A single fluorescent probe for simultaneous detection of Zn2+, Cd2+, and Pb2+ in industrial wastewater with application in bio-imaging and molecular logic gates

Abstract

Detecting multiple metal ions, especially those from the same periodic group, is quite challenging with a single fluorophore-based sensing method because of their similar chemical properties. We introduce a unique fluorescent probe that can identify Zn2+, Cd2+, and Pb2+ simultaneously from their mixture, even in the presence of other metal ions, with the first two being in the same group of the periodic table. The design of the probe (L1) is based on the selective binding of Zn2+ or Cd2+, which triggers the fluorescence response of the phenolic aldehyde chromophore moiety, changing it from off- to on-mode due to its linkage with 2-((pyridin-2-yl)methylamino)methyl)phenol, which restricts the photo-induced electron transfer (PET) process upon metal ion binding.
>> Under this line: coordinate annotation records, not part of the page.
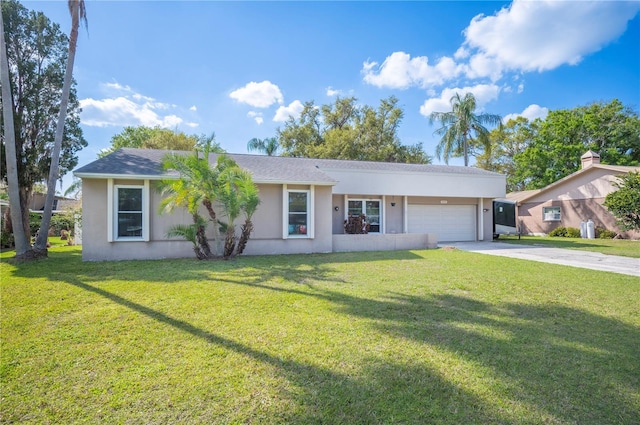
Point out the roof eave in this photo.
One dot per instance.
(124, 176)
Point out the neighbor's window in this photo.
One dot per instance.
(129, 220)
(551, 213)
(298, 221)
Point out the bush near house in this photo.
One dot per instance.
(602, 233)
(565, 232)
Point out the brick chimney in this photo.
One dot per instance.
(589, 158)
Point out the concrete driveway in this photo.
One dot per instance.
(565, 257)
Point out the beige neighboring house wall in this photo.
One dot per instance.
(399, 192)
(579, 196)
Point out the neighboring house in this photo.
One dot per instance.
(304, 203)
(571, 200)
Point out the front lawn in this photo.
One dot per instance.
(623, 247)
(435, 336)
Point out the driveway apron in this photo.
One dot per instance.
(565, 257)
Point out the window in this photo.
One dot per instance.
(551, 213)
(298, 223)
(370, 209)
(129, 212)
(129, 218)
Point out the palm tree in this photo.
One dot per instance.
(459, 125)
(269, 145)
(191, 190)
(22, 244)
(78, 13)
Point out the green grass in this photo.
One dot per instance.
(623, 247)
(435, 336)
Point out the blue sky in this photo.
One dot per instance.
(239, 69)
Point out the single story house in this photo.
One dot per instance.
(304, 203)
(577, 198)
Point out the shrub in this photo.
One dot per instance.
(62, 221)
(565, 232)
(602, 233)
(6, 239)
(558, 232)
(572, 232)
(34, 222)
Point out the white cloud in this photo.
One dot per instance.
(115, 86)
(542, 35)
(126, 107)
(257, 116)
(400, 71)
(531, 112)
(483, 93)
(332, 92)
(121, 111)
(258, 95)
(284, 112)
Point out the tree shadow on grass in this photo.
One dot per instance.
(296, 269)
(386, 392)
(576, 366)
(568, 364)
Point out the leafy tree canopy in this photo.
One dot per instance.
(346, 130)
(557, 142)
(460, 125)
(36, 54)
(624, 203)
(504, 144)
(143, 137)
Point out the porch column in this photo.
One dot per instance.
(481, 214)
(405, 214)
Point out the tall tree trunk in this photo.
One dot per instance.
(22, 242)
(247, 227)
(41, 241)
(229, 242)
(201, 238)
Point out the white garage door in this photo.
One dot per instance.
(450, 222)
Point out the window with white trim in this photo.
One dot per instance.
(371, 210)
(130, 213)
(298, 213)
(551, 213)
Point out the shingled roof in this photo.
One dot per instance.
(147, 164)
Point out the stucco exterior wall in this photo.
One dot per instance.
(95, 244)
(378, 182)
(572, 212)
(594, 184)
(266, 238)
(388, 242)
(579, 198)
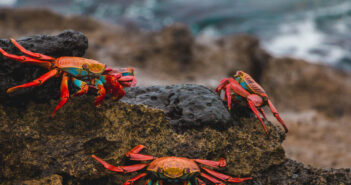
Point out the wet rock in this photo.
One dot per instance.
(186, 106)
(51, 180)
(12, 73)
(291, 172)
(34, 146)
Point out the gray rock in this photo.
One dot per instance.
(185, 105)
(12, 73)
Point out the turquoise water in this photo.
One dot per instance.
(315, 30)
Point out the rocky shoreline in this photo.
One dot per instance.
(36, 149)
(180, 120)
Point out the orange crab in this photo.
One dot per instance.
(171, 170)
(243, 88)
(84, 73)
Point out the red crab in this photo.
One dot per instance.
(84, 73)
(243, 88)
(171, 170)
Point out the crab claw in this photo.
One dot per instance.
(276, 115)
(256, 101)
(221, 85)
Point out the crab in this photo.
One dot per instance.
(171, 170)
(243, 88)
(84, 73)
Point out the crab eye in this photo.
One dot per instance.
(84, 66)
(187, 170)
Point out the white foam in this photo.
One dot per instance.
(7, 2)
(302, 39)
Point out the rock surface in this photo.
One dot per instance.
(35, 148)
(186, 106)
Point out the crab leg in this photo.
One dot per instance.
(35, 55)
(122, 169)
(228, 95)
(35, 82)
(64, 93)
(25, 59)
(213, 180)
(101, 92)
(82, 85)
(113, 86)
(200, 182)
(262, 112)
(148, 182)
(276, 115)
(135, 179)
(135, 150)
(255, 111)
(134, 155)
(215, 164)
(223, 177)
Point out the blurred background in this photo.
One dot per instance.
(299, 50)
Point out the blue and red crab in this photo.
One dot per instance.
(84, 73)
(172, 170)
(243, 88)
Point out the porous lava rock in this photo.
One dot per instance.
(35, 148)
(12, 73)
(186, 106)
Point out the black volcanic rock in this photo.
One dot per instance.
(12, 73)
(186, 106)
(36, 149)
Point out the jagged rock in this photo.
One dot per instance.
(12, 73)
(186, 106)
(291, 172)
(51, 180)
(34, 146)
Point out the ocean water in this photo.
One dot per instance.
(314, 30)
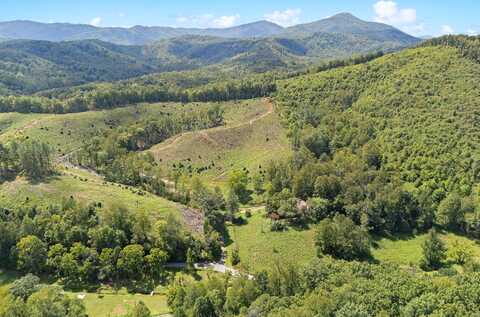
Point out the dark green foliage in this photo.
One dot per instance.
(238, 184)
(139, 310)
(386, 141)
(450, 213)
(235, 257)
(434, 251)
(82, 246)
(45, 65)
(342, 239)
(328, 288)
(48, 301)
(25, 286)
(32, 158)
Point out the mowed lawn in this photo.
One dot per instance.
(106, 303)
(110, 304)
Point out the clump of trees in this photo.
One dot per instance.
(116, 156)
(47, 301)
(83, 246)
(342, 239)
(364, 147)
(325, 287)
(31, 158)
(114, 95)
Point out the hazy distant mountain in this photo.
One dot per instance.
(137, 35)
(344, 23)
(347, 24)
(28, 66)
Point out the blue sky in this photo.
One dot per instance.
(426, 17)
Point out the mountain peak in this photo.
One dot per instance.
(343, 15)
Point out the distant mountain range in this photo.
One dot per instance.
(343, 23)
(40, 58)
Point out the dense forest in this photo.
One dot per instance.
(386, 143)
(383, 145)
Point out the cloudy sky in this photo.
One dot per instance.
(425, 17)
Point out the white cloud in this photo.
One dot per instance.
(288, 17)
(387, 11)
(226, 21)
(96, 21)
(472, 32)
(208, 21)
(447, 29)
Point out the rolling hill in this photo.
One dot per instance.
(29, 66)
(416, 111)
(137, 35)
(64, 55)
(343, 23)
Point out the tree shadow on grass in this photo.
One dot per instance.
(43, 180)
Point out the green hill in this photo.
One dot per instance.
(29, 66)
(398, 135)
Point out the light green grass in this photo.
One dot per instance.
(408, 251)
(85, 188)
(244, 142)
(260, 248)
(111, 304)
(68, 132)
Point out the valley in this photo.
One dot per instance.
(328, 168)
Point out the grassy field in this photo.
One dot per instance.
(259, 247)
(84, 187)
(67, 132)
(252, 137)
(108, 303)
(408, 250)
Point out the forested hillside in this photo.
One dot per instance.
(140, 35)
(373, 136)
(30, 66)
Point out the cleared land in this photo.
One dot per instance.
(251, 138)
(259, 247)
(84, 187)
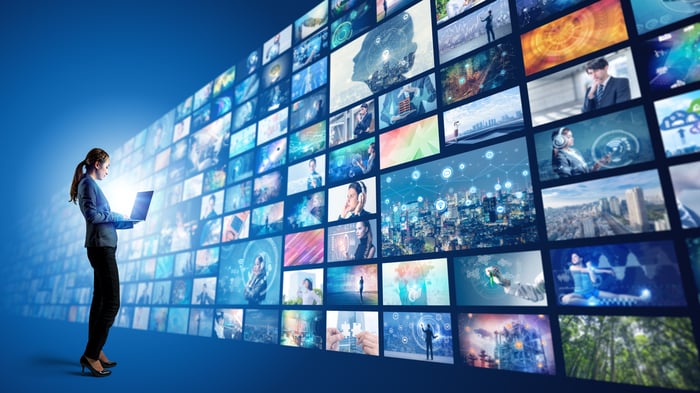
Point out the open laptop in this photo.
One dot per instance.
(141, 205)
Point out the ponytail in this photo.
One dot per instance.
(77, 175)
(93, 156)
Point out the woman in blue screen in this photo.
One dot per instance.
(101, 243)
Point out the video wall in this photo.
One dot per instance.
(490, 184)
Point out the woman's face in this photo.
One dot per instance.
(351, 199)
(101, 169)
(569, 138)
(360, 230)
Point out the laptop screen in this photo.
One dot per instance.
(141, 205)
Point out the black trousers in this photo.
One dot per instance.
(105, 298)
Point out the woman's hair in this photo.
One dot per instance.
(368, 236)
(359, 187)
(310, 286)
(93, 156)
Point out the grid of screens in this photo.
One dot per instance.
(490, 184)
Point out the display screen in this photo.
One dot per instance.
(510, 185)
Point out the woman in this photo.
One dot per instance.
(365, 248)
(306, 293)
(586, 286)
(101, 243)
(256, 288)
(355, 200)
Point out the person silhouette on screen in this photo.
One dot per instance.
(274, 49)
(314, 180)
(587, 292)
(355, 201)
(219, 325)
(387, 53)
(210, 211)
(365, 249)
(429, 337)
(369, 165)
(306, 293)
(362, 288)
(605, 90)
(256, 288)
(101, 224)
(204, 297)
(363, 120)
(490, 35)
Pb2+ acts as an unique metal ion, replacing Cd(II) but not Zn(II) from their respective complexes with L1. Using Pb2+'s preferential interaction with the Cd(II)-complex, we were able to quantify not only Zn2+ and Cd2+, but also the presence of Pb2+ in their mixture with detection limit below 0.01 micro-M. This can be achieved by formulating suitable analytical equations to determine the intensity value related to Cd(II)/L1 from the total intensity affected by all three metal ions, as well as the intensity reduction caused by Pb2+ for Cd(II)/L1. We measured Zn2+, Cd2+, and Pb2+ contents in nearby industrial wastewater. Fluorescence bio-imaging studies indicate that the probe is very effective in identifying elevated level of Zn2+ and Cd2+ in cancer cells. Furthermore, we demonstrated that L1's reversible fluorescence responses in the presence of Zn2+, Cd2+, and Pb2+ are suitable for the application of molecular logic gates.